A democracia premiada
De um livro que virou filme ao talento artístico de mãe e filha, o prêmio para Fernanda Torres é muito mais que distinção cinematográfica
A consagração de uma atriz brasileira em carreira internacional, agraciada com um dos mais importantes prêmios do audiovisual no mundo, pode ser compreendida em diversos significados. E traz algumas boas mensagens que ampliam o momento histórico vivido por Fernanda Torres, filha de Fernanda Montenegro, compartilhado pela equipe do filme “Ainda estou aqui” e pelo escritor Marcelo Rubens Paiva, autor da obra que inspirou a produção, bem como a sua família e amigos, retratados na adaptação para o cinema. Por extensão, a premiação mexe com a identidade coletiva, sacudindo a imagem nacional no espelho da tela grande – de todas as telas e redes – através da abordagem sensível, não apelativa, de um dos períodos mais sombrios da história recente do país. Recente, sim, pois ao contar o sofrimento e resiliência de uma mulher, a mãe do escritor, que precisou lidar com o assassinato do marido pela ditadura militar, o filme encontra ainda eco na família viva.
O homicídio político de Rubens Paiva foi reconhecido oficialmente, alguns anos depois do fim do regime, e quatro décadas após o seu desaparecimento. O resgate da trajetória de Eunice Paiva, interpretada com brilho por Fernanda Torres, vem do mérito do cineasta Walter Salles, e ganha especial relevância para uma época em que ensaios autoritários ameaçam a democracia em várias partes do planeta.
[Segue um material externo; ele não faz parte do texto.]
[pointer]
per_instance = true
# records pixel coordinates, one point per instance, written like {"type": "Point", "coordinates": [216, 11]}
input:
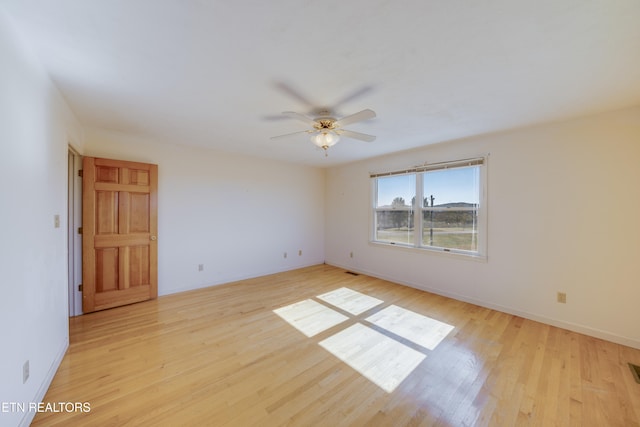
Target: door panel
{"type": "Point", "coordinates": [120, 228]}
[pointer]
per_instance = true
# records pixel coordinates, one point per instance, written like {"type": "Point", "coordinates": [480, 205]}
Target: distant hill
{"type": "Point", "coordinates": [456, 205]}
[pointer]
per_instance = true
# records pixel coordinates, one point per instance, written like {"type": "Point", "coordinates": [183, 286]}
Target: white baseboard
{"type": "Point", "coordinates": [44, 386]}
{"type": "Point", "coordinates": [582, 329]}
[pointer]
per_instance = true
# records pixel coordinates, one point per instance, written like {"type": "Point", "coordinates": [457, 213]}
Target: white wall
{"type": "Point", "coordinates": [35, 128]}
{"type": "Point", "coordinates": [564, 212]}
{"type": "Point", "coordinates": [235, 214]}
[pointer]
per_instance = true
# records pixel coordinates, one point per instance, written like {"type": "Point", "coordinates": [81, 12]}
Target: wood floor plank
{"type": "Point", "coordinates": [220, 356]}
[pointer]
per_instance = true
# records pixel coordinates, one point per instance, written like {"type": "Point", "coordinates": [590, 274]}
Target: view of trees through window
{"type": "Point", "coordinates": [447, 214]}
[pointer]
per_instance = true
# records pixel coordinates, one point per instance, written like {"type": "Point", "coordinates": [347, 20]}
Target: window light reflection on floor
{"type": "Point", "coordinates": [350, 301]}
{"type": "Point", "coordinates": [380, 358]}
{"type": "Point", "coordinates": [310, 317]}
{"type": "Point", "coordinates": [415, 327]}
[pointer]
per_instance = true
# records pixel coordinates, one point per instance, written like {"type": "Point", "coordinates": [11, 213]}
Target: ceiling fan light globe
{"type": "Point", "coordinates": [325, 139]}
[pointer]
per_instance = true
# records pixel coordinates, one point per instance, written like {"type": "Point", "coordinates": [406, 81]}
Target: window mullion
{"type": "Point", "coordinates": [417, 212]}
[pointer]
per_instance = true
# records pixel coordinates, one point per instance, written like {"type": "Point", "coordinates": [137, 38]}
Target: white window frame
{"type": "Point", "coordinates": [418, 208]}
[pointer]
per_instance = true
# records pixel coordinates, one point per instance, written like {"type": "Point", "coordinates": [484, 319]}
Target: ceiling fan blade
{"type": "Point", "coordinates": [356, 135]}
{"type": "Point", "coordinates": [357, 117]}
{"type": "Point", "coordinates": [301, 117]}
{"type": "Point", "coordinates": [286, 135]}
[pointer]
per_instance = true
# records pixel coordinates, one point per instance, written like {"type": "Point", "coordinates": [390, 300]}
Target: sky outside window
{"type": "Point", "coordinates": [446, 185]}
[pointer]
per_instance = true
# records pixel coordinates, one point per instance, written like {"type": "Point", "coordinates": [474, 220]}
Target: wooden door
{"type": "Point", "coordinates": [120, 225]}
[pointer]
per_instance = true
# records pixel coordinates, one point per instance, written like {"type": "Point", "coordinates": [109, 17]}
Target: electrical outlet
{"type": "Point", "coordinates": [25, 372]}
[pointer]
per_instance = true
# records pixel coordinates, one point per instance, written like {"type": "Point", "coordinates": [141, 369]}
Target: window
{"type": "Point", "coordinates": [439, 207]}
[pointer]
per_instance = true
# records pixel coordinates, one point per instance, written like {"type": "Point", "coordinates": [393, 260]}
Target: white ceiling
{"type": "Point", "coordinates": [219, 73]}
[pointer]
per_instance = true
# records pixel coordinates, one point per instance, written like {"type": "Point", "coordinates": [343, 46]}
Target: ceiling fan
{"type": "Point", "coordinates": [326, 130]}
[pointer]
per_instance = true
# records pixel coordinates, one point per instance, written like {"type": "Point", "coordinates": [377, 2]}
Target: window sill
{"type": "Point", "coordinates": [436, 252]}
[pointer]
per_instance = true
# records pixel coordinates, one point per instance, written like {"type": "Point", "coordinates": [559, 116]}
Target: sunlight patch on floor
{"type": "Point", "coordinates": [350, 301]}
{"type": "Point", "coordinates": [310, 317]}
{"type": "Point", "coordinates": [415, 327]}
{"type": "Point", "coordinates": [380, 359]}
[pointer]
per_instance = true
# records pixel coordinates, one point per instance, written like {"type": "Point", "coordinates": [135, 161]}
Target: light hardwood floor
{"type": "Point", "coordinates": [221, 357]}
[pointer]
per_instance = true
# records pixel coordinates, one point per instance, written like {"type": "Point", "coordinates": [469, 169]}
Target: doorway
{"type": "Point", "coordinates": [74, 222]}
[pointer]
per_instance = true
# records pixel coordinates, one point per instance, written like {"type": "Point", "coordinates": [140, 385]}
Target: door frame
{"type": "Point", "coordinates": [74, 238]}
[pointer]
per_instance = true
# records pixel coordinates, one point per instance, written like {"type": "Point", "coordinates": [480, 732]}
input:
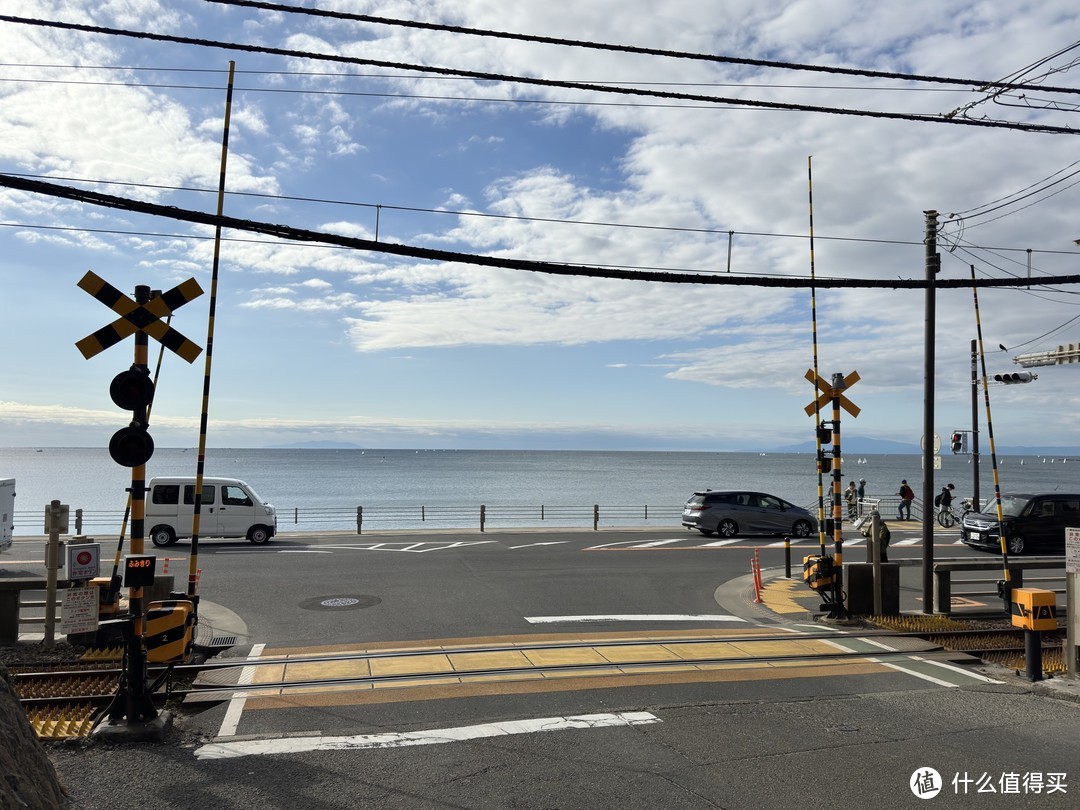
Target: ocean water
{"type": "Point", "coordinates": [321, 488]}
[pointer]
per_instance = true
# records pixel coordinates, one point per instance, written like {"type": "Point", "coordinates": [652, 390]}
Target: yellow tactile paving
{"type": "Point", "coordinates": [410, 664]}
{"type": "Point", "coordinates": [609, 663]}
{"type": "Point", "coordinates": [783, 596]}
{"type": "Point", "coordinates": [637, 652]}
{"type": "Point", "coordinates": [325, 670]}
{"type": "Point", "coordinates": [711, 649]}
{"type": "Point", "coordinates": [565, 657]}
{"type": "Point", "coordinates": [501, 660]}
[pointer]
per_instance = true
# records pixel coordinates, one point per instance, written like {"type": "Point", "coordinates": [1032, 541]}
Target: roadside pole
{"type": "Point", "coordinates": [56, 524]}
{"type": "Point", "coordinates": [1071, 608]}
{"type": "Point", "coordinates": [932, 268]}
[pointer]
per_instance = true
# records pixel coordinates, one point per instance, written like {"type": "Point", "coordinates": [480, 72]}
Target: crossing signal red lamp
{"type": "Point", "coordinates": [132, 390]}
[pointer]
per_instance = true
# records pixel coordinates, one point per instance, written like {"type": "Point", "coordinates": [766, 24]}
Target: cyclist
{"type": "Point", "coordinates": [945, 499]}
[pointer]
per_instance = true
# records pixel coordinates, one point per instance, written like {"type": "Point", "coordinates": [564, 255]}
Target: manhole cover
{"type": "Point", "coordinates": [340, 603]}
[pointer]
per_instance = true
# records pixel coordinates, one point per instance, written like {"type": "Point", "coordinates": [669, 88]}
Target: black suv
{"type": "Point", "coordinates": [1031, 522]}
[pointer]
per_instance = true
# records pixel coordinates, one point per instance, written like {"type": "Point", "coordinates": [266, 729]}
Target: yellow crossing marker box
{"type": "Point", "coordinates": [1034, 608]}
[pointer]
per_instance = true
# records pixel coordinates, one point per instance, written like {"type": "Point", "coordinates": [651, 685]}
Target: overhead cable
{"type": "Point", "coordinates": [631, 49]}
{"type": "Point", "coordinates": [298, 234]}
{"type": "Point", "coordinates": [545, 82]}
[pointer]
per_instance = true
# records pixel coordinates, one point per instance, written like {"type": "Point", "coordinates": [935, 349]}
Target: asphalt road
{"type": "Point", "coordinates": [790, 738]}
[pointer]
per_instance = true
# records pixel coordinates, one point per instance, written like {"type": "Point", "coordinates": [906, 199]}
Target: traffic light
{"type": "Point", "coordinates": [132, 390]}
{"type": "Point", "coordinates": [1013, 377]}
{"type": "Point", "coordinates": [957, 442]}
A distinção à talentosa filha de Fernanda Montenegro, que faz participação especial no filme, também tem um sentido que transcende a esfera cultural: trata-se da valorização da liberdade de expressão, da transparência de informações históricas, da verdade como valor democrático inegociável, e da democracia como ambiente necessário ao desfrute da vida familiar, bem como para o desenvolvimento dos potenciais e dos sonhos dos indivíduos.
A violência ideológica que provoca a ruptura dos laços cotidianos pode ser vista, em nossos dias, longe do Brasil, na China, na Coreia do Norte, na Rússia, no Afeganistão, e mais perto, na Venezuela e em Cuba. E mesmo nas democracias formais, o aparato da força tem respaldo, seja pelo crime organizado que se infiltra na sociedade, seja no organograma do Estado, sob a complacência e até o estímulo de parte da população. É nesse ponto que a importância maiúscula do vigor artístico e da tradição cultural emergem. Na escrita de um livro que une memória e o dom da palavra escrita. Na produção de um filme que toca o coração e a consciência das pessoas, não apenas brasileiras, ao remeter a um assunto universal e atual.
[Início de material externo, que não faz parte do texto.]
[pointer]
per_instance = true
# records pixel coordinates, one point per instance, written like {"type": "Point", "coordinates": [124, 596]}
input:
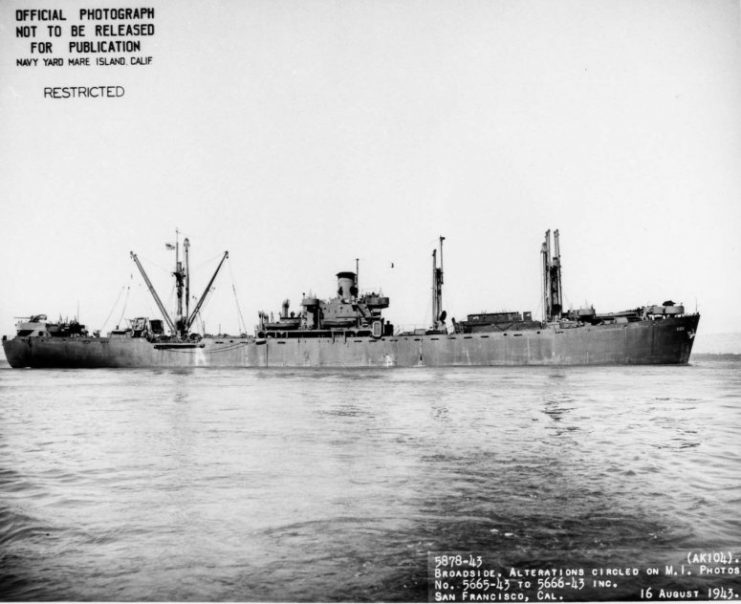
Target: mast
{"type": "Point", "coordinates": [161, 306]}
{"type": "Point", "coordinates": [437, 287]}
{"type": "Point", "coordinates": [552, 291]}
{"type": "Point", "coordinates": [179, 275]}
{"type": "Point", "coordinates": [557, 291]}
{"type": "Point", "coordinates": [192, 316]}
{"type": "Point", "coordinates": [186, 247]}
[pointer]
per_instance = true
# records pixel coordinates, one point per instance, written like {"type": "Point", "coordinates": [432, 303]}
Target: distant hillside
{"type": "Point", "coordinates": [717, 343]}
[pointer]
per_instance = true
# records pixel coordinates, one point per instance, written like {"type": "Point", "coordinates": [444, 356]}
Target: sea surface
{"type": "Point", "coordinates": [325, 485]}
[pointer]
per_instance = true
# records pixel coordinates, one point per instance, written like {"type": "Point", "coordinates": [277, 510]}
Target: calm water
{"type": "Point", "coordinates": [335, 485]}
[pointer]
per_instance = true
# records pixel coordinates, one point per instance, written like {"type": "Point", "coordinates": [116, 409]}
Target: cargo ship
{"type": "Point", "coordinates": [350, 330]}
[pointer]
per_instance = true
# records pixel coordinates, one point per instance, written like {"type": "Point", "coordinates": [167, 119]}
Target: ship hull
{"type": "Point", "coordinates": [648, 342]}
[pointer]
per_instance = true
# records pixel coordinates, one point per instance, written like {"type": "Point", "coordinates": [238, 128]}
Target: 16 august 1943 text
{"type": "Point", "coordinates": [694, 575]}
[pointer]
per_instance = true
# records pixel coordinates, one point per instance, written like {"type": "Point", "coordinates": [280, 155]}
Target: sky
{"type": "Point", "coordinates": [301, 135]}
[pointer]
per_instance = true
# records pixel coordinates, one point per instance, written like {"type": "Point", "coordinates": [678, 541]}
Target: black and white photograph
{"type": "Point", "coordinates": [370, 300]}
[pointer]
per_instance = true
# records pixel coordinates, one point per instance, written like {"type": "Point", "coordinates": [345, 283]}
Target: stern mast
{"type": "Point", "coordinates": [437, 287]}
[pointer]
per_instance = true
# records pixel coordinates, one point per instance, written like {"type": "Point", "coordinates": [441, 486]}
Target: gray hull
{"type": "Point", "coordinates": [667, 341]}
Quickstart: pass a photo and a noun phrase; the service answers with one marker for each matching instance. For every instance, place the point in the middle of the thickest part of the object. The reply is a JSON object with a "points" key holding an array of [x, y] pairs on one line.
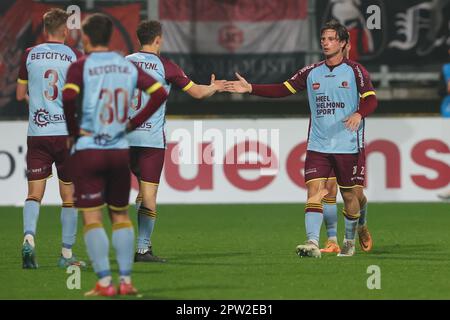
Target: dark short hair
{"points": [[98, 27], [341, 31], [147, 31], [54, 19]]}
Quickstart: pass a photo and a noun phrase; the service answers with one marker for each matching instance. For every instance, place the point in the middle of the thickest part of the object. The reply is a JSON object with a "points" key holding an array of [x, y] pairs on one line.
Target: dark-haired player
{"points": [[148, 142], [340, 96], [105, 81]]}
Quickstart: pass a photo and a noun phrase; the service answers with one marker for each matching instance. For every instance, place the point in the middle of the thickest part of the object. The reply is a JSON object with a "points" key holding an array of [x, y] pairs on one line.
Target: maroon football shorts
{"points": [[42, 152], [348, 168], [101, 176], [147, 163]]}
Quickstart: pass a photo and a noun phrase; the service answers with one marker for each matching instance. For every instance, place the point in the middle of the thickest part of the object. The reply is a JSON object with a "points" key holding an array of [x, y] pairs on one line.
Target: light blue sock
{"points": [[97, 245], [69, 221], [30, 216], [123, 242], [138, 203], [350, 228], [330, 217], [363, 218], [313, 221], [146, 224]]}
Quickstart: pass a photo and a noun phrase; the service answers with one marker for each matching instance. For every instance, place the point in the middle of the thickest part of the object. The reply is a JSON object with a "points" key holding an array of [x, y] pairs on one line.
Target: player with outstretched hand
{"points": [[330, 210], [105, 81], [340, 96], [148, 142], [41, 79]]}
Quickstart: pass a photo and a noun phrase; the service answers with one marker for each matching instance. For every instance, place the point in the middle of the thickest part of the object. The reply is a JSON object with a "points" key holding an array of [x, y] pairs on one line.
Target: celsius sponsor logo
{"points": [[42, 118], [103, 139], [344, 85]]}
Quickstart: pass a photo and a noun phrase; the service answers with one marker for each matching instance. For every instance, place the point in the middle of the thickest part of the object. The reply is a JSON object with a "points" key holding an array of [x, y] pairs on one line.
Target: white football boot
{"points": [[309, 249]]}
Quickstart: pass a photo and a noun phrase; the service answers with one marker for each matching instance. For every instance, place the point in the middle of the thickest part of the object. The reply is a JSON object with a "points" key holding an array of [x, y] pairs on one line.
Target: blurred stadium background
{"points": [[266, 41]]}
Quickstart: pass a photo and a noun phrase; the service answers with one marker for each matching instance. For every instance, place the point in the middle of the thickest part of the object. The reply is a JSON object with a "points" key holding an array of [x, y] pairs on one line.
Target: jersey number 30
{"points": [[112, 111]]}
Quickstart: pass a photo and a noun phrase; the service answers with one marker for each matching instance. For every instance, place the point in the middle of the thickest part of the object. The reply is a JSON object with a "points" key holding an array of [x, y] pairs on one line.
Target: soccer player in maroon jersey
{"points": [[340, 96], [41, 78], [148, 142], [105, 82]]}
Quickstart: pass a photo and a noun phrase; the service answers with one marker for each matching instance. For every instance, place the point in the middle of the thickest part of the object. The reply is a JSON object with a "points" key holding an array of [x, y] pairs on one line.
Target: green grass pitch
{"points": [[248, 252]]}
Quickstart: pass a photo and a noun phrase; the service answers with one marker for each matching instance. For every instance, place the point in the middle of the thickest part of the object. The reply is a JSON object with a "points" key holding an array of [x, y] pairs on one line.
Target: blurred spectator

“A arte no Brasil existe e perdura”, declarou a atriz depois da premiação. Uma arte livre, autônoma, criativa e crítica, como deve ser o fazer artístico em um país democrático. E a democracia se revigora com o patrimônio cultural que se renova em obras da qualidade do livro de Marcelo Rubens Paiva, como de tantos escritores, do filme de Walter Salles, como de tantos diretores, e da interpretação de Fernanda Torres, Fernanda Montenegro, Selton Mello e tantos atores e atrizes no Brasil.